Mr Burns, who had been NUS Scotland president, will also oppose any lecturers’ strikes that disrupt exams for final-year students.
He advocates a graduate tax to fund higher education, which is the current NUS policy.
Mr Burns, 26, a physics graduate from Heriot-Watt University, was named as NUS president-elect after a ballot of delegates at the union’s conference in Gateshead today.
Speaking to Times Higher Education before the results were announced, he said his first priority would be “rejecting the idea of students as consumers”.
Mr Burns, a Labour party member, fears that the “ultimate end of consumerism” would be: “We no longer deal with universities on a partnership basis – we deal with litigation.”
He links that stance to his Scottish background.

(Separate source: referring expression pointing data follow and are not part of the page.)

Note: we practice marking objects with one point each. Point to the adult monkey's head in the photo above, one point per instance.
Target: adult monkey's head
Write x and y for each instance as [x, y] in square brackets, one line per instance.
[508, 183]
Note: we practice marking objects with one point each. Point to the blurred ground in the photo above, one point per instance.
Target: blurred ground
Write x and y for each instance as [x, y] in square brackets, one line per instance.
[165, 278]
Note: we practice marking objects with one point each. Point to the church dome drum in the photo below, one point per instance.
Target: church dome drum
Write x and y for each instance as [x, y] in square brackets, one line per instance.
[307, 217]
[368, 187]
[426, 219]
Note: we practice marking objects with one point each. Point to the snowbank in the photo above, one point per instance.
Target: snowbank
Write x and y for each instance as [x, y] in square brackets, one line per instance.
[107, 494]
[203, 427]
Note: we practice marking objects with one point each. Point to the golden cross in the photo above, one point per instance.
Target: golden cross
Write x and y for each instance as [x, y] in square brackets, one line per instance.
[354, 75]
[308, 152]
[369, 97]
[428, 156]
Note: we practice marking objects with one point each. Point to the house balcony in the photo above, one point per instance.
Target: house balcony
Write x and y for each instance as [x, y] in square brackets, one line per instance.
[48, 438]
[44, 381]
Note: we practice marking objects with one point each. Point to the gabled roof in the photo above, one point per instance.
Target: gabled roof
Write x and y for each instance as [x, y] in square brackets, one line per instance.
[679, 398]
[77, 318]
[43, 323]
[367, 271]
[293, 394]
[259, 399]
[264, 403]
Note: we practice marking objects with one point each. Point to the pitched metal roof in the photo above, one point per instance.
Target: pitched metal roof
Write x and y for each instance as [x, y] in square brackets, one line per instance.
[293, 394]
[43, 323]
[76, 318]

“A huge advantage coming from Scotland is that I have been insulated from the consumerisation of students,” he said. “To be around student charters, league tables … I’m actually fairly uncomfortable with that. That has given me a fresh eye, a bit more of a challenging outlook.”
His second priority will be “building for the next opportunity we get to dismantle the fees regime”, which he identifies as the next general election.
Mr Burns wants the NUS to ensure that “no party can go into the election without a policy of scrapping the current system”.
He advocates a graduate tax. “Higher education is not a universal service. It is not the NHS, it is not primary education… I do not have a problem with rich graduates contributing something back, but without any price tag approach.”
Price tags dictate students’ choice of university and subject, he argues, and “that is what we need to get rid of”.
His third priority is “bringing our movement back together”. The current president, Aaron Porter, attracted fierce criticism from the student left over a perceived lack of support for protests and occupations, and did not seek re-election.
“I’m quite clear we should be having another national demonstration,” Mr Burns said. His campaign literature called for a demonstration on the first anniversary of Parliament’s passing of the fee rise. “There will be a whole generation paying [£9,000] fees for the first time, a generation who had EMA stolen from them.”
One key issue for students may be strikes by the University and College Union, which is planning for “maximum disruption” of examinations by mounting strikes over pension cuts in May.
Mr Burns pledged “100 per cent support on pensions and job security” for the UCU.
But he added of strikes: “If it affects our final year assessment and ability to graduate, that is off the table. Our members are not pawns to be used in that way.”
Mr Burns stood as an independent, with backing from Labour Students.